通信費と運賃の区分は必要か?

[取材/文責]税理士:浦田泉

●税務上、自社の商品を顧客に送る場合は、通信費、運賃どちらで処理をしても問題はありません。ただし、商品発送費とそれ以外の発送費に分けることは事業計画作成の際など、管理会計の上では重要です。 自社の商品などを顧客に発送する費用について、「通信費」にすべきか「運賃」にすべきかという相談を受けることがあります。
処理の方法は会社によってマチマチというのが現実です。郵便(切手)で送るものは通信費、小包や宅配便で送るものは運賃と分けている企業もありますし、比較的に少額のものを通信費として扱っている企業もあります。商品を送る場合は必ず運賃(荷造運賃)にしているところもあります。 そのため、いろいろな話を聞いてどれが正しいのかわからなくなっている、という方も多いように感じます。
結論をいえば、税務上、販売のために自社の商品を顧客に送る場合はどちらでも構いません。通信費も運賃も当期の費用(損金)として処理できる科目のため、どちらで処理しても税務上の違いは無いのです。
ただし、経理においては、取引が明確に区分されていることが重要ですし、同様の費用が異なる科目に区分されていると、税務署から疑いの目を向けられる可能性もあります。
また、商品発送費とそれ以外の発送費を区分することは、事業計画を立てる際には必要になってきます。
商品発送費は商品の売上ボリュームによって変わってくるもの(変動費)ですし、それ以外の発送費はほぼ毎月、同じような金額が使われている(固定費)ことが多いでしょう。
売上高に占める変動費の割合を算出すること、さらに売上高から変動費を除いた部分で固定費がまかなえるかどうかを計算することは、事業(利益)計画の基本です。 税務会計上は問題なくても、管理会計上は区分しておくことが重要なのです。
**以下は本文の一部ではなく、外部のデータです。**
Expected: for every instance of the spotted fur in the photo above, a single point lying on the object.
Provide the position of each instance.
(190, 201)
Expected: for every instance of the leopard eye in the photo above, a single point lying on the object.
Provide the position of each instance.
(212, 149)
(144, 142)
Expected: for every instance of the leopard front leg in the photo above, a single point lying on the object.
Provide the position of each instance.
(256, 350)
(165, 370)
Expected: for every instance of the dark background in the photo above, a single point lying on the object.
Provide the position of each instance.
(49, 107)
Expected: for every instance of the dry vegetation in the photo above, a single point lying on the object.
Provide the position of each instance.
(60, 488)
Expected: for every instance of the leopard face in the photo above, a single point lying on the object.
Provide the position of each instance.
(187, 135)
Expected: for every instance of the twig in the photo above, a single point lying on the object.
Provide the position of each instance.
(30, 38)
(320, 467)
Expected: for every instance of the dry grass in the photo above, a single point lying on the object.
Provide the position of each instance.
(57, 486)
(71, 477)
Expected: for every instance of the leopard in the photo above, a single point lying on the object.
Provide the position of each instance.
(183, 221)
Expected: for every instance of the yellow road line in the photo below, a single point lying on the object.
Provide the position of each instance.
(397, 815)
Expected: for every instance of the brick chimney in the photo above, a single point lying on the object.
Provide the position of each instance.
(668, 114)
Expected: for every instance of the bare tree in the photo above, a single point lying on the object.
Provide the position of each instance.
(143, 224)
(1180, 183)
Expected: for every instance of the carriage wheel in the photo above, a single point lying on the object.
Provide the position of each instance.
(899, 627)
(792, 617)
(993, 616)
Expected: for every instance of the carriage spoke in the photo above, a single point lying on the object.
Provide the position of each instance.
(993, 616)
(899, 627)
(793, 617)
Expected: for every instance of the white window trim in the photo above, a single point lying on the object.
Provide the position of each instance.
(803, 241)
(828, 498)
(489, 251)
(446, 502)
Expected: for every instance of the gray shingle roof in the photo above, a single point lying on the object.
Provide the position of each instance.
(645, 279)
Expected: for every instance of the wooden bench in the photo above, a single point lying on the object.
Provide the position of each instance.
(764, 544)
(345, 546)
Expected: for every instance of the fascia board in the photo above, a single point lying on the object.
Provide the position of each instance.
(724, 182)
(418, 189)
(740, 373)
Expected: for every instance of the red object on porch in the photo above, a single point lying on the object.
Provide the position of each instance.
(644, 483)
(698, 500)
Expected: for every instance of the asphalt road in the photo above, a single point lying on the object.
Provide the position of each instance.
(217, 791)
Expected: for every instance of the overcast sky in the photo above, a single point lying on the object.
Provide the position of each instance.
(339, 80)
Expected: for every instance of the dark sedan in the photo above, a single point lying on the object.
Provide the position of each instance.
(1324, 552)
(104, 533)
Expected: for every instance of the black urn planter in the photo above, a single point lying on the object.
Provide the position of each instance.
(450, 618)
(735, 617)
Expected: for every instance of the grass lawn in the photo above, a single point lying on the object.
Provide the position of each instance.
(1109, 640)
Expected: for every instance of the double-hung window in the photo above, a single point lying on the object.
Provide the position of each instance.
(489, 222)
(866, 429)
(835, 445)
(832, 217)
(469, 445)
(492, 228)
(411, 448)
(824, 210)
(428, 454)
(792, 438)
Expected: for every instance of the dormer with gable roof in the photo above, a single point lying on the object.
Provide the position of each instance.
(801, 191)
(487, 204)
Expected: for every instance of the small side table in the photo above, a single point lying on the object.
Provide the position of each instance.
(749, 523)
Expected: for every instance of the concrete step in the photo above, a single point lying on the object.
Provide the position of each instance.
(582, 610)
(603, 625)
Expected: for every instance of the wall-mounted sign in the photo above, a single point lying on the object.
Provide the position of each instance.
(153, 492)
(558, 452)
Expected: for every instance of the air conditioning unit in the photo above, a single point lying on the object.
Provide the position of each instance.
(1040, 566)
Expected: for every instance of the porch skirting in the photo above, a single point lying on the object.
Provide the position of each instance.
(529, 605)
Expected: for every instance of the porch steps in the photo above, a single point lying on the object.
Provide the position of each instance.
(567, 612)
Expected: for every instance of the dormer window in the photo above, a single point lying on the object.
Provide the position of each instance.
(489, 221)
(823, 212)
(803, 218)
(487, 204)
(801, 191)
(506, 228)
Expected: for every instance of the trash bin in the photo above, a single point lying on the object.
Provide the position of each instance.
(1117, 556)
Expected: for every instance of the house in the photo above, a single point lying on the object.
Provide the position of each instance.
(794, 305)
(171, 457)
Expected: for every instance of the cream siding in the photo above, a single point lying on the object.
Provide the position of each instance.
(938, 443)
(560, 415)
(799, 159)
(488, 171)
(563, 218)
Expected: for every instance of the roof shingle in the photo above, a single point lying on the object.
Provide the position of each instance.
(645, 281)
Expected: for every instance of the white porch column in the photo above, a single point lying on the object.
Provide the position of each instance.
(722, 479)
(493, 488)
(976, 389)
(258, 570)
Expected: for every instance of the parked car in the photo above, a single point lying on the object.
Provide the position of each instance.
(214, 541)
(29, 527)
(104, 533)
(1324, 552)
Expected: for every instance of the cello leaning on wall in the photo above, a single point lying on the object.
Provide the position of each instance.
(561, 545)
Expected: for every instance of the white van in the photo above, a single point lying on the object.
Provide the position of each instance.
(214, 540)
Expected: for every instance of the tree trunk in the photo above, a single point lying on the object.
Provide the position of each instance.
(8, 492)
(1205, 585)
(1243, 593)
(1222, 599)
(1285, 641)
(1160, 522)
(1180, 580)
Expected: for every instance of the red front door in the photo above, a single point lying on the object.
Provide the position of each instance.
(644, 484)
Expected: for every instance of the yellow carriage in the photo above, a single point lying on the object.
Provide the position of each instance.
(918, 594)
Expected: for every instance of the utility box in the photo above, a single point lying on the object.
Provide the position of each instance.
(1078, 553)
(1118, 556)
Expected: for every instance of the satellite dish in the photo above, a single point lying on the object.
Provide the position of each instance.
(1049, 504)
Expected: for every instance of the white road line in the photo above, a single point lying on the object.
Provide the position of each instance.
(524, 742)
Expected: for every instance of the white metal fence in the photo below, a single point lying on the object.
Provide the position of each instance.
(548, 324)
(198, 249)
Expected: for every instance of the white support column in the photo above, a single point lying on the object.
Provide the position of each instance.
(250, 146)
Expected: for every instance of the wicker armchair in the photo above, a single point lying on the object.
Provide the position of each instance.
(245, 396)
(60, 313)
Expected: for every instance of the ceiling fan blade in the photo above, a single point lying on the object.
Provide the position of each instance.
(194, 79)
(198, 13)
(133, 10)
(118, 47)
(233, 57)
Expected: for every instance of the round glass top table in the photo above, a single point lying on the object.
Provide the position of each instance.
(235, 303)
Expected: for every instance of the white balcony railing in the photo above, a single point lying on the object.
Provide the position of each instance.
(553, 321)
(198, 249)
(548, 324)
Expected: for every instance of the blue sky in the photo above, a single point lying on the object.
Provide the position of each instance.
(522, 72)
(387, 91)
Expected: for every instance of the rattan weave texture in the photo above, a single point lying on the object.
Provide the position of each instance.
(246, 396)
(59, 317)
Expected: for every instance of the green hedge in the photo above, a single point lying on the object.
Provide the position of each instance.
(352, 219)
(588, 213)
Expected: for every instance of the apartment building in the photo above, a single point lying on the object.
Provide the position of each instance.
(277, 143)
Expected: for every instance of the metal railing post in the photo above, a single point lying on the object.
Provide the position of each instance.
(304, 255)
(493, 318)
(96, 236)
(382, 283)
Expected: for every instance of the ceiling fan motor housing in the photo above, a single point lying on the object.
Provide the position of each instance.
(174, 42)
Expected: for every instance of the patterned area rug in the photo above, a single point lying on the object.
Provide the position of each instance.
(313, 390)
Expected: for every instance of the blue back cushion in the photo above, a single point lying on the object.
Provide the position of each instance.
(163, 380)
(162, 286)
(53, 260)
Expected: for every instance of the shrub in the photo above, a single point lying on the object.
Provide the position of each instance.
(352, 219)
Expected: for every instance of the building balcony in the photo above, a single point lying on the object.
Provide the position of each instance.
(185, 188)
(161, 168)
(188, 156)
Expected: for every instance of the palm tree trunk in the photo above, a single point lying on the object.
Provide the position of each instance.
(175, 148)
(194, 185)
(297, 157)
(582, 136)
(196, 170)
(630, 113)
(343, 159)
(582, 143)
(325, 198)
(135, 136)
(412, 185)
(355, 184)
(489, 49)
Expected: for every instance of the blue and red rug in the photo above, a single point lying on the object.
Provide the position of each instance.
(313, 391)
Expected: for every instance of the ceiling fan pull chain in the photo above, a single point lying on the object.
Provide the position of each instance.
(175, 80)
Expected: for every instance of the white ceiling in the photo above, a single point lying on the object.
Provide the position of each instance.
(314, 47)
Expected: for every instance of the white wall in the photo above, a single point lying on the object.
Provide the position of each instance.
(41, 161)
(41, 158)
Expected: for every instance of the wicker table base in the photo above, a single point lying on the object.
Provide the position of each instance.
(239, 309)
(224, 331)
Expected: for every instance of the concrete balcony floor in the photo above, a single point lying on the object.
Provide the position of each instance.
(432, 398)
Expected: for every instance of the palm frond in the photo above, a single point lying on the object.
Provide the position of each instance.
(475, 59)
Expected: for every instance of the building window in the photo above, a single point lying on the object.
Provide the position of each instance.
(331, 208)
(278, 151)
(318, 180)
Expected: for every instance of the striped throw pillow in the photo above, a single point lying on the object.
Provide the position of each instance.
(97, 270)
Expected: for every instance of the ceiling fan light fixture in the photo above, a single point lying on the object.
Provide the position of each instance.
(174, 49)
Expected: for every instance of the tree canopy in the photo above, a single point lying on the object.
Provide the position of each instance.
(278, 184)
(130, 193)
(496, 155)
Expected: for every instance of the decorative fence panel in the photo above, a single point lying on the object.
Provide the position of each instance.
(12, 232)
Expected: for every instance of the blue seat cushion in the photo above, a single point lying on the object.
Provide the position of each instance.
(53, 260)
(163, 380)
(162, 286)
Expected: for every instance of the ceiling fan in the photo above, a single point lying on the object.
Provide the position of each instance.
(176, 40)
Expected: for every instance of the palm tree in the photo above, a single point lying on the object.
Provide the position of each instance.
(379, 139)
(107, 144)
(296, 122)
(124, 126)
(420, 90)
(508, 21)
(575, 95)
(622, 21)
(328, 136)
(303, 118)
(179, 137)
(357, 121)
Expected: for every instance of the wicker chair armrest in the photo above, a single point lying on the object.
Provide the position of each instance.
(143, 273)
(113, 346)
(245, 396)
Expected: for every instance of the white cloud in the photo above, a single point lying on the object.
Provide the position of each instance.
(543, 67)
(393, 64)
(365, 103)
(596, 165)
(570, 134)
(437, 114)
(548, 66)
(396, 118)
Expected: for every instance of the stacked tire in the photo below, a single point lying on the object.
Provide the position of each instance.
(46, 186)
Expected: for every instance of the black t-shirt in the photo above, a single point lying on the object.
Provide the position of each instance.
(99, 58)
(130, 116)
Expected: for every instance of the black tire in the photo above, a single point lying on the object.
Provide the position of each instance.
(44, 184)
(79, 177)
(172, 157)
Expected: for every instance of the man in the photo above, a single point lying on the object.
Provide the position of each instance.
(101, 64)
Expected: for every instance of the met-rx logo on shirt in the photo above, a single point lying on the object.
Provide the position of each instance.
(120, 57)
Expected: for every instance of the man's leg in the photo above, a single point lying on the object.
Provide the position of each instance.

以上を考え合わせて、いずみ会計では、商品の発送費は「運賃(荷造運賃)」、その他の発送費「通信費」として処理することをオススメしています。(あくまでも業種によりますが)「管理会計」というと難しいように感じるかもしれませんが、こうした小さな積み重ねで意外と実現は簡単だったりするものですよ(^-^)。